Há uma predominância de estudos oriundos da Europa Ocidental (58,6%), particularmente dos países escandinavos, seguido dos Estados Unidos (20,4%), Europa Oriental (7,1%), Ásia (4,8%), Canadá (3,3%) e América Latina (2,9%). Essa distribuição se manteve constante ano a ano, apesar de um leve crescimento das publicações originárias dos Estados Unidos na década de 90 e um decréscimo da produção dos países europeus orientais.

Com relação à população-alvo avaliada, há uma predominância de estudos entre indivíduos na idade escolar 6 a 12 anos (53,8%), seguido de escolares e adolescentes (15,7%), pré-escolares e escolares (9,5%), adolescentes apenas (6,6%), pré-escolares apenas (5,2%), e adultos (3,8%). Outras combinações entre adolescentes, escolares, adultos e pré-escolares somam 11 estudos (5,4%).

O indicador mais utilizado para avaliar a efetividade das práticas na redução da cárie dental foi o CPO-S (índice de superfícies dentais permanentes cariadas, perdidas e obturadas em média por indivíduo), para comparar o incremento de novas lesões de cárie entre os grupos ou como indicador de prevalência. Dos 161 estudos que explicitaram no resumo o tipo de medida utilizada, 87 (54,0 %) utilizaram somente o CPO-S, já em 25 trabalhos, este foi combinado com o CPO-D (15,5 %) (índice de dentes permanentes cariados, perdidos e obturados em média por indivíduo). A utilização do ceo-d/s (índice de dentes cariados, indicados para extração e obturados em média por criança) como medida para a dentição decídua isoladamente ou associado ao CPO-D e/ou CPO-S, foi observada em 25 estudos (15,5%), enquanto o CPO-D foi utilizado isoladamente em 21 deles (13,0% do total).

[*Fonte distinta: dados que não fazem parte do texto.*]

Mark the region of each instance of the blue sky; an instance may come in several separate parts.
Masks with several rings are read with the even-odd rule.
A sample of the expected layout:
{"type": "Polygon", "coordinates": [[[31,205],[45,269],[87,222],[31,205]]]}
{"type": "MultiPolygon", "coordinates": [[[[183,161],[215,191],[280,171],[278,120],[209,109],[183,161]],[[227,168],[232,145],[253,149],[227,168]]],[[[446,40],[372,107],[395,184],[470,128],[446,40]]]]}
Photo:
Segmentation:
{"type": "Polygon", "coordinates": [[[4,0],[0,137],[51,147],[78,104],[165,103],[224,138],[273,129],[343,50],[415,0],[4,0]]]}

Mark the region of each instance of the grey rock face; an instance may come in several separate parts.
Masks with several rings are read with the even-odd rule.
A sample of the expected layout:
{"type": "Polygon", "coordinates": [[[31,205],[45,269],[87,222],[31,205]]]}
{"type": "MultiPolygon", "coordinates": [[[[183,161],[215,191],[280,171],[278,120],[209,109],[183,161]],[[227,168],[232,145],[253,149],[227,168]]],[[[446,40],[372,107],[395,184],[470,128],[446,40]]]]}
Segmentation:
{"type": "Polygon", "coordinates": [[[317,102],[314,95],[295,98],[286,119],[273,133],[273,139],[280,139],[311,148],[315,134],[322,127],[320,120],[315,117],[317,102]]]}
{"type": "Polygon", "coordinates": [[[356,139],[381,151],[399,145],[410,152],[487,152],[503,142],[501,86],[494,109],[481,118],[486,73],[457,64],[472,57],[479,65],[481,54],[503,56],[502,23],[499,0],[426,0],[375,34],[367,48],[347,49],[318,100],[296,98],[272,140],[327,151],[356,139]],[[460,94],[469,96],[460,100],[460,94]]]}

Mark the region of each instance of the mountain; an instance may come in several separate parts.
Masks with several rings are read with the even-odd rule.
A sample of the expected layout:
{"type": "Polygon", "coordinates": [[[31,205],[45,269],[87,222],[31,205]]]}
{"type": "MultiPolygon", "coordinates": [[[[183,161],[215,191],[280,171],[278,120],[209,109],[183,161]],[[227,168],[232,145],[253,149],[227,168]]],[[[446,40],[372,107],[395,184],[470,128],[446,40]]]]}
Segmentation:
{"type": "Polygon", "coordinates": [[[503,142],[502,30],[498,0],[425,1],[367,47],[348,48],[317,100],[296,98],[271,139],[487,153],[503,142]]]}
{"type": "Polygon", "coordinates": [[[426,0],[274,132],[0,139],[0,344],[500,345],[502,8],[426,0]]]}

Dos 210 trabalhos, cento e noventa e cinco explicitaram o tipo de prática preventiva utilizada (Tabela 2). Verificou-se grande diversidade de práticas preventivas testadas, combinadas de 32 diferentes maneiras. Dentre estas, as mais freqüentes foram: o uso dos dentifrícios com flúor sem explicitar o tipo de escovação (supervisionada ou não) presente em trinta estudos, os bochechos com flúor isolados (24 estudos) e os "selantes oclusais" (26 estudos). Além desses, dez estudos avaliaram o bochecho com flúor combinado com outras estratégias como educação em saúde, selantes oclusais, verniz ou comprimidos com flúor. A escovação supervisionada foi citada em 24 resumos com várias combinações (pasta com flúor, flúor gel, educação em saúde). O flúor gel foi avaliado como estratégia preventiva em 17 estudos, tendo como forma de aplicação a escovação supervisionada ou moldeiras. O uso do verniz com flúor foi avaliado em 14 trabalhos, isoladamente, ou em combinação com profilaxia profissional com pasta com flúor. Os comprimidos com flúor foram avaliados isoladamente em sete trabalhos. Apenas três estudos avaliaram a utilização da pasta sem flúor. Outras estratégias como o uso de soluções de clorexidina, sorbitol ou amino fluoreto, além de outras combinações, foram identificadas em trinta trabalhos. Em quinze resumos não havia explicitação do tipo de prática implementada, geralmente associadas a programas de longa duração, em torno de treze anos.

 

 

A utilização da prática de educação para a saúde (sessões educativas, orientação de higiene oral ou orientação de controle de placa individual) foi referida em apenas 36 (17,2%) dos 210 artigos avaliados. O controle da dieta foi a estratégia menos avaliada nesta revisão.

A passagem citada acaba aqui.